First-line treatment:
- Topical azole antifungals: clotrimazole 1% cream or miconazole 2% cream applied twice daily for 7-14 days 3, 2
- Alternative topical options: ketoconazole cream 2%, oxiconazole, or econazole applied 2-3 times daily for 14 days 3
- For resistant cases: oral fluconazole 100-200 mg/day for 7-14 days 3, 2
Bacterial Superinfections
For streptococcal infections:
- Topical mupirocin or oral penicillin 2
For Corynebacterium infections:
- Oral erythromycin 2
Management of Recurrent or Resistant Cases
For recurrent or resistant intertrigo, consider:
Identifying and addressing underlying predisposing factors:
- Weight loss for obesity
- Glycemic control for diabetes
- Treatment of immunosuppressive conditions 4
For resistant candidal intertrigo:
For severe cases with extensive involvement:
- Consider systemic antifungals with higher potency 4
Special Considerations
Diagnosis Confirmation
- Candidal intertrigo is commonly diagnosed clinically based on characteristic appearance of satellite lesions
- Potassium hydroxide (KOH) preparation can confirm fungal elements
- Bacterial culture or Wood lamp examination may identify bacterial superinfections 2
Monitoring
- Follow-up to ensure resolution of infection
- Monitor for recurrence
- For patients on systemic therapy, monitor liver function tests every 1-2 weeks 3
Common Pitfalls to Avoid
- Failing to identify and address underlying predisposing factors
- Inadequate drying of affected areas
- Using talc-based powders (use cornstarch instead)

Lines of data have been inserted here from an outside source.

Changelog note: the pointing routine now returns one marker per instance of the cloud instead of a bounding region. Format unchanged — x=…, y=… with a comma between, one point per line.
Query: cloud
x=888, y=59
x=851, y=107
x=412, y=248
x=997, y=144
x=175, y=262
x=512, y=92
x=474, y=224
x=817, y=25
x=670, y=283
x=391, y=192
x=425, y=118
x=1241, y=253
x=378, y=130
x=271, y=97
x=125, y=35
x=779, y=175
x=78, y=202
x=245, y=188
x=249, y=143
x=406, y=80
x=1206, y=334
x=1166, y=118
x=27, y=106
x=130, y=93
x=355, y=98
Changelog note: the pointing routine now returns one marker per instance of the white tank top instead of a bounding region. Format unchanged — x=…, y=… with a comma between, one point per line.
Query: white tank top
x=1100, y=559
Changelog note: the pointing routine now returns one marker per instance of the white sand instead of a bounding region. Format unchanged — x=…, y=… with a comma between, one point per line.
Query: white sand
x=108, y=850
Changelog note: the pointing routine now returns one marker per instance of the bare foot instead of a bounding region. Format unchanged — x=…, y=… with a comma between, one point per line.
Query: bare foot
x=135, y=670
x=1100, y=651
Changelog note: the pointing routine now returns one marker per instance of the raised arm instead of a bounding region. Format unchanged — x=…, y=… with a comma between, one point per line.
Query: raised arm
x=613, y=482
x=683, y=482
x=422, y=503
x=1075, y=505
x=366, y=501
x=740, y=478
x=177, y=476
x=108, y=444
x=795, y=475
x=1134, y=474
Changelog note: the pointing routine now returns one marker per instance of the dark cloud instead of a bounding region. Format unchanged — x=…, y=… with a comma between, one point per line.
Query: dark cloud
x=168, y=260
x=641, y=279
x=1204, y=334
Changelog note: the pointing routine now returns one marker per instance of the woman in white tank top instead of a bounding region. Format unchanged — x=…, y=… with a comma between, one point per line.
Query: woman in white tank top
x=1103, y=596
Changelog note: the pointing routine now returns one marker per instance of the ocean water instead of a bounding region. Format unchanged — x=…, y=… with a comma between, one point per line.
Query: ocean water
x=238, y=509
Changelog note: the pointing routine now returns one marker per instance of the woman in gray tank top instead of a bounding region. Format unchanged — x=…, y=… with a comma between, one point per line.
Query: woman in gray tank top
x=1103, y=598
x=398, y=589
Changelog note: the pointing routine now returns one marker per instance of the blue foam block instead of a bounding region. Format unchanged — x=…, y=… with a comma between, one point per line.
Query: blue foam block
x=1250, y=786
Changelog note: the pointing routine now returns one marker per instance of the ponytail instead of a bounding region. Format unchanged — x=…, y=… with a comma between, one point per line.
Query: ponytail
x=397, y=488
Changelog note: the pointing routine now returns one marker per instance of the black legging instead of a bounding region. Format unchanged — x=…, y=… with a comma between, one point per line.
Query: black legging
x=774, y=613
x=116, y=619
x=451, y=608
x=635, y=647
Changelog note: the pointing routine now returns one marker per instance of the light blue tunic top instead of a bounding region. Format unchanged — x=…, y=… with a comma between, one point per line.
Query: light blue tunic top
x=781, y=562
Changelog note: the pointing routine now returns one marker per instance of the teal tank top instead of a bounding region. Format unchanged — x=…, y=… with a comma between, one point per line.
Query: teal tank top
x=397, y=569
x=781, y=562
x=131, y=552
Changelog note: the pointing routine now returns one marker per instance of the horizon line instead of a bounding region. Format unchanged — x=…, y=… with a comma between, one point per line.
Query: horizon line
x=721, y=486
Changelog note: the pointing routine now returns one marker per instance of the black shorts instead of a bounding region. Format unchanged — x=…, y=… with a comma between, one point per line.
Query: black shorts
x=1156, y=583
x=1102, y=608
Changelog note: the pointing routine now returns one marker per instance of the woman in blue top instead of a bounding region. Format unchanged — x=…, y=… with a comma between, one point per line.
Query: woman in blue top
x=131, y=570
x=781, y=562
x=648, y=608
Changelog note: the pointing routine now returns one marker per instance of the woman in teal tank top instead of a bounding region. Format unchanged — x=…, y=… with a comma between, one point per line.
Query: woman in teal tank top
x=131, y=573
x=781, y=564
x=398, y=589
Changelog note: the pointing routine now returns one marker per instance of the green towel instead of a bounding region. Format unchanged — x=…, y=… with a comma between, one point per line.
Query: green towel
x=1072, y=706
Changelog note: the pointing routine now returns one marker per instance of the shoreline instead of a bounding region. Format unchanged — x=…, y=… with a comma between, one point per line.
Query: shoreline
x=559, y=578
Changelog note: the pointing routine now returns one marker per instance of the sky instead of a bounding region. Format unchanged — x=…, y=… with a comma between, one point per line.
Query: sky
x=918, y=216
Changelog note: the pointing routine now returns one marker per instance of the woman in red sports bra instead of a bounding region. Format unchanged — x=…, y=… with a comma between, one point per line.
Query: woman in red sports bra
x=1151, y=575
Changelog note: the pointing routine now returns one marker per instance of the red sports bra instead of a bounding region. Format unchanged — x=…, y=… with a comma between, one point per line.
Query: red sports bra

- Not treating secondary infections appropriately
- Discontinuing treatment prematurely before complete resolution
- Neglecting patient education on prevention strategies
By following this comprehensive approach to intertrigo management, focusing on keeping the area dry, reducing friction, and appropriately treating secondary infections, most cases can be effectively managed with significant improvement in patient comfort and quality of life.